- Born: November 10, 1966 Kathmandu, Nepal
- Died: March 26, 2019 (aged 52) New York City, New York
- Education: Wellesley College Cornell Law School
- Occupation: Human rights lawyer
- Organization(s): International Criminal Tribunal for the former Yugoslavia Human Rights Watch

= Tejshree Thapa =

Nepalese human rights lawyer (1966–2019)

Tejshree Thapa (10 November 1966 – 26 March 2019) was a Nepalese human rights lawyer. She was recognized for her role in investigating and documenting human rights violations, including widespread sexual violence and other atrocities committed during the Yugoslav Wars, the Sri Lanka Civil War, and the Nepal Civil War.

== Early life and education ==
Thapa was born in 1966 in Kathmandu, Nepal. Her father, Bhekh Bahadur Thapa, held several government positions (including Nepal's foreign minister); her mother, Dr. Rita (Basnet) Thapa, worked as a public health specialist, focusing on maternal health and family planning.
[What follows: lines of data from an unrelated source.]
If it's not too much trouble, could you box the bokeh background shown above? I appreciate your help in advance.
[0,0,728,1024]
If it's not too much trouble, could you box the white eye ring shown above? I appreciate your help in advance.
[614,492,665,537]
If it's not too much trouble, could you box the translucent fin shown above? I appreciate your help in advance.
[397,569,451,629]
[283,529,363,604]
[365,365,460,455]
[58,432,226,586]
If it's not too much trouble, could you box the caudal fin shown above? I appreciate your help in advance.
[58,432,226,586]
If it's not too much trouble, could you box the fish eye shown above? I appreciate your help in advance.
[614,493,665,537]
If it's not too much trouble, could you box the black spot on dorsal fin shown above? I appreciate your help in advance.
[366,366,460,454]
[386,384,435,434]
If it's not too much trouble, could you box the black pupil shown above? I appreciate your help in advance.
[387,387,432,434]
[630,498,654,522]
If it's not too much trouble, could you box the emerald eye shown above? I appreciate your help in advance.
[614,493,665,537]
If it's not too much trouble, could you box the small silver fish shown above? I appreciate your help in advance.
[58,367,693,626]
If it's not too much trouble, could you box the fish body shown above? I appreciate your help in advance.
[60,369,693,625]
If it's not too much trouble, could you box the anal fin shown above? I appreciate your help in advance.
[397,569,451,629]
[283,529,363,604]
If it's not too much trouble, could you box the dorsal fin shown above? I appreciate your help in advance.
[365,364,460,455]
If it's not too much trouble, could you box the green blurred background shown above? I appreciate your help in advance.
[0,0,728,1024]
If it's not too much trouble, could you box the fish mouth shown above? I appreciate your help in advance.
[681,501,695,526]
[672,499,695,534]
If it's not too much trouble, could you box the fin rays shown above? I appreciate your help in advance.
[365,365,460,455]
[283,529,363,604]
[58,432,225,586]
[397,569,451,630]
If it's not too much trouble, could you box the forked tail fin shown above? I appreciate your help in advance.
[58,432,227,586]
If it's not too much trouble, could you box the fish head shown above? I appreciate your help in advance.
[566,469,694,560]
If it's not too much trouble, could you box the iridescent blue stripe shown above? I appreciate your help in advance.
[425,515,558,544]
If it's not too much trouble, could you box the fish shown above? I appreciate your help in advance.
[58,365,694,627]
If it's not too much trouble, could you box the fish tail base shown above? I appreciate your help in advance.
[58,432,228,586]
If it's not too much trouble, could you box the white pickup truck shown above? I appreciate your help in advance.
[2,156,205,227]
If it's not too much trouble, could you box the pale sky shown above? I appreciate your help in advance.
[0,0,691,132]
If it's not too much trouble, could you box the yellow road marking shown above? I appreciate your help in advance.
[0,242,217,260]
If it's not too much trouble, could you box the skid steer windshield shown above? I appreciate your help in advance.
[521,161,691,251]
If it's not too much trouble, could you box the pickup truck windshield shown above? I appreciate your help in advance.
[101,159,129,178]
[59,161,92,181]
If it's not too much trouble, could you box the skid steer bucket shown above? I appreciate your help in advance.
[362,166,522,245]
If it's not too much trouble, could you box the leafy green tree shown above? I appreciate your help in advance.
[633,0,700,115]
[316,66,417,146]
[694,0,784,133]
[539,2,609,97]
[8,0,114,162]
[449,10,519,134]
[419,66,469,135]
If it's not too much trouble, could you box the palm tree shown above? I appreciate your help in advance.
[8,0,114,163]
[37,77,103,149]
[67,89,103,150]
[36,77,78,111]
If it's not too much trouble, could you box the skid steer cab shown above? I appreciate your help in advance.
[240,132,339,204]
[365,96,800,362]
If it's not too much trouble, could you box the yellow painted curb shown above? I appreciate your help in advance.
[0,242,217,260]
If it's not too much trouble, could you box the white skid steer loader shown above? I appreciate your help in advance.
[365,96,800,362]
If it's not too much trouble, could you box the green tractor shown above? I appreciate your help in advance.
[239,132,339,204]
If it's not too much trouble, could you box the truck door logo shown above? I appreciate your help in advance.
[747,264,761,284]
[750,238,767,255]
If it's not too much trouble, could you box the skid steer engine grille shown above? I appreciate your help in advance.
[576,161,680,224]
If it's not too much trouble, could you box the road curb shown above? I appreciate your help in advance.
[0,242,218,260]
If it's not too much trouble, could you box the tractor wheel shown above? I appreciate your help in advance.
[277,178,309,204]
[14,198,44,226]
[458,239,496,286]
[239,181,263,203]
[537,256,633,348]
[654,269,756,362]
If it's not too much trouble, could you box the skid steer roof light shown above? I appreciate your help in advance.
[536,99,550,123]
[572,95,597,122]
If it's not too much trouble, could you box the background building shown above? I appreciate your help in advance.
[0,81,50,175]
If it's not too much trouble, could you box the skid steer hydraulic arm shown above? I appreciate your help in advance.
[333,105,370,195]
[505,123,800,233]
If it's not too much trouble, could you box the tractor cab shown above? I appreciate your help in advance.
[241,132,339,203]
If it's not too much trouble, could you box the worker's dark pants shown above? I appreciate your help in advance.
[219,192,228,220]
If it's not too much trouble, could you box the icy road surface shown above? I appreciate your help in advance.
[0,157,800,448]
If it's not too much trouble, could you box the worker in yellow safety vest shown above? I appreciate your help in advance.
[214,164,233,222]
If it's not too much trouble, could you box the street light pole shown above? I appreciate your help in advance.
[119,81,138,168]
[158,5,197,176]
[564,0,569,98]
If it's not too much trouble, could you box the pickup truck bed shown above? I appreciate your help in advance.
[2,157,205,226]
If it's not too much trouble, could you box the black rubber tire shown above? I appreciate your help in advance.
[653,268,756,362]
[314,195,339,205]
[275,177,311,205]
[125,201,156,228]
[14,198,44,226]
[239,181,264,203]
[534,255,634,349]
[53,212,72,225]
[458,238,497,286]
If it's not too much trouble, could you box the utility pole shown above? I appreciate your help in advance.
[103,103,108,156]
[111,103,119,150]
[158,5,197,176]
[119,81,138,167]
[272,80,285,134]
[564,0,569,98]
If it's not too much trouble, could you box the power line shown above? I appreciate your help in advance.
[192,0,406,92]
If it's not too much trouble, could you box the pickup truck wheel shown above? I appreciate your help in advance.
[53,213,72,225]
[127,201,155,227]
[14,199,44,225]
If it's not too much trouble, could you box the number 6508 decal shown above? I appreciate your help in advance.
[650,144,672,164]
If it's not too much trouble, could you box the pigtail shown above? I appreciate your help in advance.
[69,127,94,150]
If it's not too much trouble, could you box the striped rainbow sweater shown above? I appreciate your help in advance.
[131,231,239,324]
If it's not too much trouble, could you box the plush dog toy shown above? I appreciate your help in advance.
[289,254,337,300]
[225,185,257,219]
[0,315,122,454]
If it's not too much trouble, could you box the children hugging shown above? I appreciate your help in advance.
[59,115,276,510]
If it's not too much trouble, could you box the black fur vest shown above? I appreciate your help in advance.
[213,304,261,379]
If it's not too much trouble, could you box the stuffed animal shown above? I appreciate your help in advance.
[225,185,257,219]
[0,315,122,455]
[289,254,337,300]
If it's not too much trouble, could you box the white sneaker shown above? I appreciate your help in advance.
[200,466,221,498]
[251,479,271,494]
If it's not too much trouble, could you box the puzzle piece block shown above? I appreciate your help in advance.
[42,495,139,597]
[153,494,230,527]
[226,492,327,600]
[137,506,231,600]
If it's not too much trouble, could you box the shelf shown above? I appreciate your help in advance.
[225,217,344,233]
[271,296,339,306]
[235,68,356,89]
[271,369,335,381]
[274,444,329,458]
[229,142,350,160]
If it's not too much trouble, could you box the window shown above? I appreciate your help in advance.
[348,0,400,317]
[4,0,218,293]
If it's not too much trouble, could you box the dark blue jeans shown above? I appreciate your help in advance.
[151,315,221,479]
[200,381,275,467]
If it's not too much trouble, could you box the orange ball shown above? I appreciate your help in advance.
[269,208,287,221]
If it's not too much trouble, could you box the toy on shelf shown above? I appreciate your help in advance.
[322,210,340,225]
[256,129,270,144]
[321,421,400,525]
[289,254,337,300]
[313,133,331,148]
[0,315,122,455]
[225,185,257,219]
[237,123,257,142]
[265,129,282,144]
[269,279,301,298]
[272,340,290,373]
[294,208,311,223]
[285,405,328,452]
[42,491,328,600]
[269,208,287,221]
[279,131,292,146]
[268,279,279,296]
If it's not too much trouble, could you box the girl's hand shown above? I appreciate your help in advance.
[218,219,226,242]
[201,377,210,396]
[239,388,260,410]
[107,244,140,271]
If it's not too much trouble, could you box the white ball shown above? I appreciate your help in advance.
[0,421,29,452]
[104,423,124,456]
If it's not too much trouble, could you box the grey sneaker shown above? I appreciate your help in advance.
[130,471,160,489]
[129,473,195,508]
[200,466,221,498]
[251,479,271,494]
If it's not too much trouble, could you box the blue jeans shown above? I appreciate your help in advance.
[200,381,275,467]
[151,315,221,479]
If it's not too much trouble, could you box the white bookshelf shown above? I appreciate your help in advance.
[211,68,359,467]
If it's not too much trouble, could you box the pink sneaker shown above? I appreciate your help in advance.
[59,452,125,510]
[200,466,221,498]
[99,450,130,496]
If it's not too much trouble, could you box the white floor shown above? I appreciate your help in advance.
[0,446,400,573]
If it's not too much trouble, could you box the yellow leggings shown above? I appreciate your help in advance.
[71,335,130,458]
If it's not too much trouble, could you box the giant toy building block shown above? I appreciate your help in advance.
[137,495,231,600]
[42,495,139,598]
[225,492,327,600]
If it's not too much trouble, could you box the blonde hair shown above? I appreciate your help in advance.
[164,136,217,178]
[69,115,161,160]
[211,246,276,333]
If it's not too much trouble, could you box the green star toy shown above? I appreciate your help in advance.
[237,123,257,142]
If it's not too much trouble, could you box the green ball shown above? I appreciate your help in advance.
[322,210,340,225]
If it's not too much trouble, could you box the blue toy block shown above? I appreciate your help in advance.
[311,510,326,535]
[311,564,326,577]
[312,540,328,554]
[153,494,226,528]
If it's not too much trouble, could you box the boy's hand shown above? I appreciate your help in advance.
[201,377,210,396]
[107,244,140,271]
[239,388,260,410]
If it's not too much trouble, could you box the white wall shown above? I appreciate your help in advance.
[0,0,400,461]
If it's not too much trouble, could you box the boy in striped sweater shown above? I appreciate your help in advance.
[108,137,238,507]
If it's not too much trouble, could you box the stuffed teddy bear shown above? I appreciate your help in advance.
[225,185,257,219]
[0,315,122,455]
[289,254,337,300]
Thapa's family emigrated to Canada when she was a young child, for a brief spell of three years. They subsequently moved back to Nepal, where her father held several government offices including minister of finance. Her mother meanwhile worked for the WHO in the field of public health, with a focus on maternal and child mortality. In 1979, her family moved to Washington, DC., when her father was named Nepal's ambassador to the United States. She attended National Cathedral School. She graduated with a Bachelor of Arts in philosophy from Wellesley College, before earning a law degree from Cornell Law School in 1993.

== Career ==
After law school, Thapa worked for Radhika Coomaraswamy, the first United Nations special rapporteur on violence against women. In this role, Thapa interviewed survivors and perpetrators of gender-based violence, contributing to a report for the UN Commission on Human Rights.

Thapa then worked for the International Criminal Tribunal for the former Yugoslavia, based in The Hague, leading a unit that investigated and documented abuses that occurred in the Yugoslav wars. She was credited with helping to win the Foca cases, which involved sexual crimes committed against Muslim women in the town of Foca, Bosnia, in 1992 and 1993. Her work led to the convictions of eight Serb paramilitary leaders and their supporters, the first prosecution and conviction exclusively for sexual violence crimes under international criminal law.

Thapa was also recognized for her role in building a case against Slobdan Milosevic, the former president of Yugoslavia and Serbia, who was tried on charges of genocide and crimes against humanity.

In 2004, Thapa joined Human Rights Watch, working as a researcher (later Senior Researcher) on South Asia. She documented sexual violence and other human rights violations that occurred during the civil wars in Sri Lanka and Nepal, as well as in Bangladesh. Her work there helped force the United Nations to acknowledge its failure in protecting civilians during the Sri Lankan Civil War, and prompted the UN to establish Human Rights Up Front, an initiative to promote the importance of early response to human rights violations. Her team comprehensively documented the recruitment of child soldiers by the Liberation Tigers of Tamil Eelam. In 2017, Thapa documented the Myanmar military's ethnic cleansing of Rohingya Muslims along the Bangladesh-Myanmar border, one of the first human rights workers to do so.

== Personal life and death ==
Thapa was married twice and has a daughter, born in 2000, from the second marriage.

In March 2019, Thapa died in New York City from multiple organ failure, following a sudden illness.